In the 2004 town Community Housing Report, which provided the framework for spending the $6 million in CPA funds, the town is to create 144 units of affordable housing over the next five years. Forty-four of those units must qualify as affordable under the state Chapter 40B law, and Bergman said that his proposal for the 19 Manor units would do that.

(The 2004 Housing Report also called for 100 more units to be constructed, primarily rentals, with a one-third split between low/moderate, median and middle income. A locally based non-profit is to be formed, according to the report, as the principal recipient of the CPA money, and the priority for any affordable housing projects should be rehabilitation of existing properties and rental subsidies.)
Over 20 years, an estimated $750,000 will accumulate in the town’s CPA fund for open space spending, and Bergman wants to use that entire amount to help purchase a 4.23-acre subdivision in Truro next to the town’s South Hollow water well field. With the unexpected presence of iron bacteria in two of the eight wells there, town officials have said they may need to drill new wells closer to the southern property line. If the wells are moved, then the abutting subdivision will be needed to provide a state-required, 400-foot buffer zone.
With the spending request for open space, Bergman said one benefit is that the town’s CPA funds may be used for property purchases in other towns, whereas the town’s Land Bank funds cannot. (There is also a house on the Truro subdivision that could be relocated for use as affordable housing, he added.)
Finally, Bergman is planning to ask the CPC for $750,000 to pay for repairs needed to Town Hall, under the heading of historic preservation. Over 20 years that exact amount is estimated to accrue for historic preservation uses in the town’s CPA fund. The structural repairs needed include replacement of the wood sills along the building’s eastern foundation. Town Hall was constructed in 1885 and 1886.
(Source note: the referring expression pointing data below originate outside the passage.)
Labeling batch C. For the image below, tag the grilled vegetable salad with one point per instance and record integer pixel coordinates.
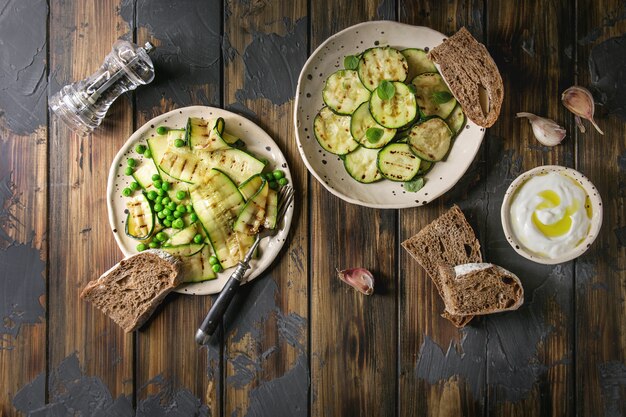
(388, 114)
(198, 194)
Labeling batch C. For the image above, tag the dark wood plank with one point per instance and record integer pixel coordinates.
(353, 337)
(81, 243)
(601, 272)
(266, 349)
(529, 368)
(432, 380)
(188, 65)
(23, 194)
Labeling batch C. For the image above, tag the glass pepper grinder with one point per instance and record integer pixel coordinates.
(83, 104)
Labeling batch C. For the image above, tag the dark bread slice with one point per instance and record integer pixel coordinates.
(480, 288)
(467, 68)
(131, 290)
(449, 239)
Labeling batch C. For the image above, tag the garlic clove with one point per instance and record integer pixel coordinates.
(546, 131)
(579, 101)
(359, 278)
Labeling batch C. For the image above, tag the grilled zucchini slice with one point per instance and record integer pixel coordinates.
(344, 92)
(430, 140)
(428, 85)
(382, 63)
(396, 112)
(361, 164)
(361, 121)
(332, 131)
(396, 162)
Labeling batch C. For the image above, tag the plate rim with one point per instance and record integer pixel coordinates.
(299, 141)
(194, 288)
Because the CPA is a new concept in Provincetown, the CPC has been in an organizational mode in the last several months. CPC chair Nicolau said that the board is beyond the halfway mark in developing its guidelines for accepting spending proposals. “We’re not quite done with that,” he said. “I know everybody’s on a timetable but I know that the board’s not going to make any rush decisions.”

Bergman, on the other hand, is seeking a commitment in time for April Town Meeting.